Posted by: Calmseas (Mike) | November 9, 2010


It was an uncommonly warm November afternoon.  Time was of the essence as I jumped onto my bicycle and rode out of my driveway on a mission.  The hours of daylight were definitely against me.

The mission was to ride hard around the lake to reach the fixed-span bridge where the lake empties into the river beyond. My goal was to get there with the sun still shining above the horizon.  I would then continue along the trail and arrive at home before darkness enveloped the path around me.  It was a two-pronged plan.  Those were the specifications.

I paced myself for the long ride ahead as I traversed the twisting bike path that followed the contour of the lake.  I diverted to the road a few times to avoid people out enjoying the warm day as they occupied the width of the pathway with their children or their dogs.  I reached the bridge just as planned.  The sun rested barely above the buildings of the hamlet across the water in the distance.  I had arrived at my first marker.  And I was within specifications.

The wheels on my bike were spinning fast as I came down off the bridge and began the return trip along the opposite side of the lake.  I could see that the sun had not yet set.  But it was now so low in that sky that only its warm glow could be seen reflecting from the leaf-less trees that lined the route.  I had caught my last direct sighting of the sun while on the bridge at the highest elevation along the way.

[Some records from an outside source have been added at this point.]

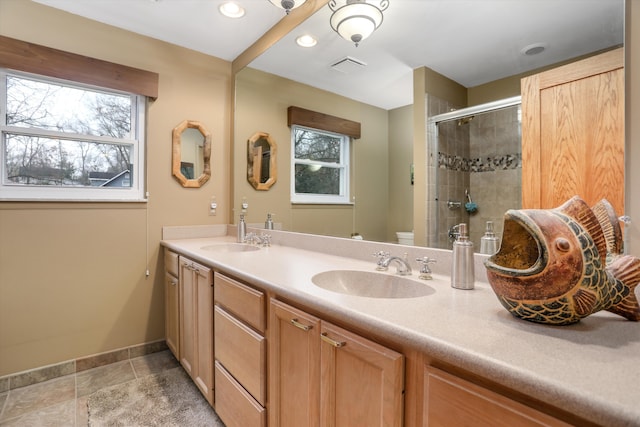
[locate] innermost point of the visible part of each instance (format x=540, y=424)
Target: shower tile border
x=484, y=164
x=45, y=373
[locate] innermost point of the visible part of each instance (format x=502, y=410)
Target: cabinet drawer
x=234, y=405
x=246, y=303
x=242, y=352
x=171, y=262
x=453, y=401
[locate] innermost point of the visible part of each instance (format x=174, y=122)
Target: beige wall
x=632, y=124
x=262, y=100
x=400, y=161
x=72, y=275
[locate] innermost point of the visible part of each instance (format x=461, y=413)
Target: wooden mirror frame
x=253, y=171
x=177, y=154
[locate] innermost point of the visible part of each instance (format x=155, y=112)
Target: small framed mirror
x=191, y=164
x=261, y=161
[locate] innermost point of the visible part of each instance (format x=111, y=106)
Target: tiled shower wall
x=481, y=155
x=496, y=172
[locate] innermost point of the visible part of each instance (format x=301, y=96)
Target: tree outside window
x=58, y=136
x=320, y=166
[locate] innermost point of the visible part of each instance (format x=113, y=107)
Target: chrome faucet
x=402, y=264
x=263, y=240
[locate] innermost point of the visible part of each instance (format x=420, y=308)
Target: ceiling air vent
x=348, y=65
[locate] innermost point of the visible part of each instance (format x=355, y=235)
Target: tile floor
x=63, y=401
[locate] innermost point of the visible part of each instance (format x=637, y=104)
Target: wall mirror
x=262, y=170
x=191, y=160
x=383, y=197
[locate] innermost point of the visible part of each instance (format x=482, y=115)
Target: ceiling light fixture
x=306, y=40
x=356, y=20
x=287, y=5
x=231, y=10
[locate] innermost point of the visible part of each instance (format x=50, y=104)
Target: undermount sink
x=371, y=284
x=230, y=247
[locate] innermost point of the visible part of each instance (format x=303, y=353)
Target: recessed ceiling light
x=231, y=10
x=533, y=49
x=306, y=41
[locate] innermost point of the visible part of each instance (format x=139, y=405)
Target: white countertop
x=590, y=369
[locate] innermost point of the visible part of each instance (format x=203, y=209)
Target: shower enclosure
x=474, y=169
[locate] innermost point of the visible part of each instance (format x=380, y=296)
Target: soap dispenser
x=462, y=271
x=489, y=243
x=268, y=224
x=242, y=229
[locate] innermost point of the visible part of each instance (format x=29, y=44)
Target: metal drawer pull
x=299, y=325
x=332, y=342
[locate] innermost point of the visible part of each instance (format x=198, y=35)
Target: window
x=320, y=166
x=67, y=141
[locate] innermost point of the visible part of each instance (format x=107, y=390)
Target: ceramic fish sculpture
x=557, y=266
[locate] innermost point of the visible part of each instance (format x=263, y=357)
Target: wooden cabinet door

Twilight had set in within about ten minutes of crossing the bridge.  Twilight is that peculiar in-between-period from sunset to nightfall.  It has been often called the “blue hour” for the predominate hue that colors the surroundings and magically transforms them for a preciously-brief time each day.  The path ahead was clear as people had completed their evening walks and had returned to their homes.  I was now within twenty minutes of my own home.  I knew that I would arrive there at the edge of twilight.  I would arrive at dusk.  I was still within specifications.

I was quickly becoming a phantom figure.  My motions must have seemed like those of an effortless apparition to a bystander or passing motorist.  I was now rounding the head of the lake.  It is the end opposite the fixed-span bridge.  And it is within a half-mile of my house.  The lake was scantily but wonderfully illuminated with what little natural light could still be squeezed from the sky.  It was tranquil and resplendent in beauty as it rested in silence this evening.

I left the lake behind and started up the final hill and toward the final winding approach to my driveway.  It was now definitely dusk.  But it was not yet completely night.  I rode that last quarter-mile secure in the knowledge that the mission would be completed.  And I arrived at home right on cue.  I was within specifications.